This study assessed the safety and efficacy of recombinant human
interleukin (rhIL)-11 in decreasing
platelet transfusion requirements in patients with
breast cancer who were undergoing autologous
bone marrow transplantation (ABMT) with peripheral blood progenitor cell (PBPC) support. After high-dose
therapy with
cyclophosphamide,
cisplatin, and
carmustine, 80 patients were randomized to one of three treatment groups: placebo (26), 25 microg/kg of
rhIL-11 (28), and 50 microg/kg of
rhIL-11 (26). Of those randomized, 75 (94%) received at least one dose of the masked study
drug and the remaining 5 (6%) withdrew consent before study
drug administration. In the placebo group, each patient received an average 12.4 (+/-10.2)

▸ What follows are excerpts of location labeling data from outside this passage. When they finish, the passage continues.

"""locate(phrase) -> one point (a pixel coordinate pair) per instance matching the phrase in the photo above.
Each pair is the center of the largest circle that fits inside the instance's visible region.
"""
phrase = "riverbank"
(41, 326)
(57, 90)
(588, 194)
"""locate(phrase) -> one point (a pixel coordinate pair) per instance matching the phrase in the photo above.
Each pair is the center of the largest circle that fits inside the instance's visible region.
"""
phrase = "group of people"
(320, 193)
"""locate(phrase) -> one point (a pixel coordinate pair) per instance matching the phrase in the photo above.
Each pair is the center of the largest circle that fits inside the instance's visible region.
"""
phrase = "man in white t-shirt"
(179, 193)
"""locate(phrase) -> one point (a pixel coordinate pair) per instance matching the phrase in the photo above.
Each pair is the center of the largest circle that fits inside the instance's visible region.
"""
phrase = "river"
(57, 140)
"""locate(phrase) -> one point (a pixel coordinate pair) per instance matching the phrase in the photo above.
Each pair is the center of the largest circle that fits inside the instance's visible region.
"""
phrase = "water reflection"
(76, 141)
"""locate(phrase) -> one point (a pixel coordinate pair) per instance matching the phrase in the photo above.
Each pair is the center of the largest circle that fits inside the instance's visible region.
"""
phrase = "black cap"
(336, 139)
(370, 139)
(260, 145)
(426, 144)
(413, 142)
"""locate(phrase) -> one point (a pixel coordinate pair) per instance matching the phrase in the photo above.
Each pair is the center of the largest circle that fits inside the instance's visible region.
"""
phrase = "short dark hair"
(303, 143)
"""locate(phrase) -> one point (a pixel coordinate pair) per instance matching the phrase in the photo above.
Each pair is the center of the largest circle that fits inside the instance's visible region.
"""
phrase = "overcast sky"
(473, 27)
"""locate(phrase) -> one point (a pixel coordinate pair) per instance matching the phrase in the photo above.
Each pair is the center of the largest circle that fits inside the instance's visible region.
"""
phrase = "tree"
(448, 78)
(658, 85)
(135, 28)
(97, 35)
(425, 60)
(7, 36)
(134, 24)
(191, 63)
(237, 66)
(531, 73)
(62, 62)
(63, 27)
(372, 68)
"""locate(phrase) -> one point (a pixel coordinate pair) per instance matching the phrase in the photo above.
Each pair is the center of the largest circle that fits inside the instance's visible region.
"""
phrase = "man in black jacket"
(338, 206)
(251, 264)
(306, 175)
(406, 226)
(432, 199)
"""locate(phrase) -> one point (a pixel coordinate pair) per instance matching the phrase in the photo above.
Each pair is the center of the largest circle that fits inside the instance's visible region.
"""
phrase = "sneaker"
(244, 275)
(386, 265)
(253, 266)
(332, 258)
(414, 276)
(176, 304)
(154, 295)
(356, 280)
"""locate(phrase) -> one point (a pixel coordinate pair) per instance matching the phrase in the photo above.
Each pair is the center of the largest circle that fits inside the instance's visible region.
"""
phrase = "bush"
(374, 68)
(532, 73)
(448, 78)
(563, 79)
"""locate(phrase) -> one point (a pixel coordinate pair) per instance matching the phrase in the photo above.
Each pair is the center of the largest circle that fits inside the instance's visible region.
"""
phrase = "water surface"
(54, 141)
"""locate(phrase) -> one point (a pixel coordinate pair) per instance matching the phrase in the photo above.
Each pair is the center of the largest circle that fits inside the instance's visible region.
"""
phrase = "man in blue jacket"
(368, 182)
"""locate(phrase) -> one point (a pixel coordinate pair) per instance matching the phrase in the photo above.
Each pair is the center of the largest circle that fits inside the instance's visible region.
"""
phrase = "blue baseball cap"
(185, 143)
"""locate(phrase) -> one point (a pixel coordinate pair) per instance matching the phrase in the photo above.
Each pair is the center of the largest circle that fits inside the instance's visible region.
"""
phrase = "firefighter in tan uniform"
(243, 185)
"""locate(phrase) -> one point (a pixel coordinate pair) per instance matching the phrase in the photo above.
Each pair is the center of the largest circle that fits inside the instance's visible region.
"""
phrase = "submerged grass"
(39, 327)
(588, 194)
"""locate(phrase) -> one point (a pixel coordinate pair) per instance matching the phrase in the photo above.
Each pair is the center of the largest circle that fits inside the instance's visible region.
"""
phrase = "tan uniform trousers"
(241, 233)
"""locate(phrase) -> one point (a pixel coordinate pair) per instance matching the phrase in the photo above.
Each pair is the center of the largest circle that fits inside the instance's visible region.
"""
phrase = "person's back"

platelet transfusions vs. 9.2 (+/-5.0) in the 25-microg/kg
rhIL-11 group (p = 0.17) and 9.9 (+/-3.5) in the 50-microg/kg
rhIL-11 group (p = 0.34). There was no statistically significant difference between the
rhIL-11 groups and the placebo group in the median number of days to platelet recovery. Neutrophil and red blood cell recovery were similar for all treatment groups. The imbalance in the number of patients already alloimmunized at study entry in the
rhIL-11 groups (12) and in the placebo group (1) may have confounded the primary efficacy assessment. Most adverse events were related to the high-dose
chemotherapy. Generally mild
edema and minor conjunctival
bleeding (grades 1 or 2) were statistically associated with
rhIL-11 administration (p < 0.04). There was no association between
rhIL-11 and the occurrence of atrial arrhythmias, although there was a suggestion of an association with
rhIL-11, 5 of 50 cases vs. 1 of 25 in the placebo group. Two cardiovascular events,
tachycardia and
hypotension (grade 1 or 2), occurred in the 50-microg/kg
rhIL-11 group. The number of patients who discontinued study
drug dosing because of an adverse event was distributed across all treatment groups. In summary,
rhIL-11 was safe and well tolerated in this study. The results did not demonstrate that
rhIL-11 treatment significantly decreased
platelet transfusion requirements after high-dose
chemotherapy with ABMT and PBPC support.